2014 Positional Breakdown: Running Backs

Posted Jan 27, 2014

Youth was the theme in the offensive backfield.

Once the Miami Dolphins decided to part ways with veteran running back Reggie Bush during last offseason it became clear that the onus for producing on the ground was going to fall on the shoulders of a crop of youngsters.

Second-year running back Lamar Miller and third-year running back Daniel Thomas were the two primary backs tasked with providing a balanced attack in front of second-year quarterback Ryan Tannehill. Rookie running back Mike Gillislee was drafted in the fifth round of the University of Florida for depth and a change of pace and Marcus Thigpen, the team’s punt and kick returner, was given an expanded role out of the backfield.

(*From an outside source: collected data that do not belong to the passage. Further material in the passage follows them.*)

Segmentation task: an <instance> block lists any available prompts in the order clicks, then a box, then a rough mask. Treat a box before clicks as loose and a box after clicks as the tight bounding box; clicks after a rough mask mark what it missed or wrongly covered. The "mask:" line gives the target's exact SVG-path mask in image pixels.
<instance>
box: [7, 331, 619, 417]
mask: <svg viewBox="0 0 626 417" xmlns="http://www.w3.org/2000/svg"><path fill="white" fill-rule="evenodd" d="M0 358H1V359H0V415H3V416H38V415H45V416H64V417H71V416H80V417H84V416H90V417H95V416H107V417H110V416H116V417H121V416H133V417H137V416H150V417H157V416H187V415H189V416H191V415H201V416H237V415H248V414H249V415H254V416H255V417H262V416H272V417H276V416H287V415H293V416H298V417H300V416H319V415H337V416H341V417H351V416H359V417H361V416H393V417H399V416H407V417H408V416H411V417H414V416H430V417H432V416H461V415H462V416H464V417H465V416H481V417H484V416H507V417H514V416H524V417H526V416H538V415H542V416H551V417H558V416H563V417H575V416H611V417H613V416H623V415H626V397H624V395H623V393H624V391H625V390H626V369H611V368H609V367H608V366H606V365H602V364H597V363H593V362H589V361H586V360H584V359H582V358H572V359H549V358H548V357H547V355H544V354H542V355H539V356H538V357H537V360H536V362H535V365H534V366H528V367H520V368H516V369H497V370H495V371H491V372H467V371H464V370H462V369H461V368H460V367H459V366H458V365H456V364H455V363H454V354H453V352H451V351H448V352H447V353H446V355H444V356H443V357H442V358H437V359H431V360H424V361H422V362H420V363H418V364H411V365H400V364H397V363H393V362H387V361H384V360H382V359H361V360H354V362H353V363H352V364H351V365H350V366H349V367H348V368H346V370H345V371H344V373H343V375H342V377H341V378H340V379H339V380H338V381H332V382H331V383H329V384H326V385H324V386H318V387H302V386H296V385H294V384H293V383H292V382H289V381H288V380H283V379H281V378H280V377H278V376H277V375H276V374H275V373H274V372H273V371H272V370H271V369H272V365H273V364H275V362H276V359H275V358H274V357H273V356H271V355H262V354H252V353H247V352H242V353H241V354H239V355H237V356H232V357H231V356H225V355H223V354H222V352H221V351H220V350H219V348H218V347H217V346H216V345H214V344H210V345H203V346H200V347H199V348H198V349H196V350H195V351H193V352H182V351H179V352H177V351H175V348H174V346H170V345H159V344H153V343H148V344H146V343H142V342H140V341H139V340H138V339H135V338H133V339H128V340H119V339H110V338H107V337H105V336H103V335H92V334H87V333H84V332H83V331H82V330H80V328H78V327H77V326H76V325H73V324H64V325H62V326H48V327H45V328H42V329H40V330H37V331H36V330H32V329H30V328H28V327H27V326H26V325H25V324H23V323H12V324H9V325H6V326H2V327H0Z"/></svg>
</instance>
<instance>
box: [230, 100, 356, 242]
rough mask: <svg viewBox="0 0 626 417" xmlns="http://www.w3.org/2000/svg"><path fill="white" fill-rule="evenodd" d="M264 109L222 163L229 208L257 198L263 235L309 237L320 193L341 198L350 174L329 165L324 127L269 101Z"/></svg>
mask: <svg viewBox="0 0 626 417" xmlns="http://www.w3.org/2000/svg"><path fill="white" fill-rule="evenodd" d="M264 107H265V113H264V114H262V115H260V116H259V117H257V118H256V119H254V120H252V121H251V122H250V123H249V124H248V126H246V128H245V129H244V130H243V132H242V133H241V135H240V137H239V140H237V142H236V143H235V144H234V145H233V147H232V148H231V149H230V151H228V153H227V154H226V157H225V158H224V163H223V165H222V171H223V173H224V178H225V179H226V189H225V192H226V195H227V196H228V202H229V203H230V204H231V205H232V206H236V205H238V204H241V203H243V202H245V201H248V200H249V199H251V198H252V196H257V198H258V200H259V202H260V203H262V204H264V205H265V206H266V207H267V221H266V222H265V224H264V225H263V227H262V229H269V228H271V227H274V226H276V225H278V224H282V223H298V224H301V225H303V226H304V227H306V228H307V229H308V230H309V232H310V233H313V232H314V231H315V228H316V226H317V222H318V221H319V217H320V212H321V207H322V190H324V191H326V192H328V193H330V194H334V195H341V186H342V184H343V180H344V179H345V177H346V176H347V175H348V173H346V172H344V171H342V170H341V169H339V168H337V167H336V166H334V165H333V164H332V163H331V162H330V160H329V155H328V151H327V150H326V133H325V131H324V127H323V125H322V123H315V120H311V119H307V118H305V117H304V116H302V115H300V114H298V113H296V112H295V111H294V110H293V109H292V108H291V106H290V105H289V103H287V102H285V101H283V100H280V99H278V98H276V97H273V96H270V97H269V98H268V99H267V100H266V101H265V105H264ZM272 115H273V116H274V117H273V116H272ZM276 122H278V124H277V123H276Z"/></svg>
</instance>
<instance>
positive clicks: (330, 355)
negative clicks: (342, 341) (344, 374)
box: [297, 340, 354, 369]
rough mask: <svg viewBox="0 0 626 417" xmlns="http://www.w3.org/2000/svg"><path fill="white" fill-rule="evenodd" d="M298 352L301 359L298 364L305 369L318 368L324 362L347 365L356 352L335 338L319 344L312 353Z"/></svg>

Throughout the 16 regular-season games there were flashes of the potential this group had, with Miller breaking off some long runs, Thomas running hard inside and also showing the ability to escape and break tackles and Thigpen and Gillislee able to make small contributions at different times.

The group combined for 1,440 rushing yards and six rushing touchdowns while catching 49 passes for 330 yards and three touchdowns. Their best overall games were at New England with 136 combined yards between Miller and Thomas, 143 combined yards between the two against Cincinnati and 181 at the Pittsburgh Steelers with 56 rushing yards from Tannehill.


• Lamar Miller (5-10, 218) — Throughout training camp, the preseason and the regular season the Dolphins’ coaches were hoping Miller would break away from Thomas in the competition and establish himself as the number one back. He showed that potential at times with performances like the one he had against the Bengals on Halloween night when he rushed for 105 yards on just 16 carries and led the team with 709 yards and two touchdowns on 177 carries, but wound up staying in a shared role for the most part with Thomas.

• Daniel Thomas (6-1, 233) — Thomas matched Miller’s best effort with 105 yards and a touchdown on 16 carries at Pittsburgh and set up the game-winning score with a 55-yard run – all on a bum ankle. He proved his toughness by coming back from what looked like a season-ending injury and scored six touchdowns (four rushing and two receiving) while rushing for 406 yards on 109 carries in 15 games.

• Marcus Thigpen (5-9, 195) — Prior to the start of training camp, Thigpen publicly expressed his desire to be more involved in the offense at running back and as a receiver, delivering in Miami’s biggest win of the season over the New England Patriots in Week 15. He caught the game-winning 14-yard touchdown pass from Tannehill out of the backfield and finished the year with eight catches for 97 yards, including a 50-yard catch-and-run at New Orleans, while adding 18 rushing yards on six carries.

• Mike Gillislee (5-11, 208) — Gillislee had a tough time cracking the active roster on game days as a rookie and managed to dress for just three games, making his NFL debut in a 23-3 win at the New York Jets on December 1st. He rushed for 21 yards on six carries and almost scored his first career touchdown on a 3-yard run that was ruled inches short of the end zone, so the ceiling for his development is still high enough to warrant a good look in his sophomore year.

The Dolphins opted to go without a traditional fullback in 2013, lining up tight ends Charles Clay and Michael Egnew in the backfield at times in that role, but they did keep a hybrid fullback/tight end on the practice squad in rookie Emmanuel Ogbuehi out of Georgia State. Rookie running back Cameron Marshall from Arizona State was the only other backfield member on the practice squad.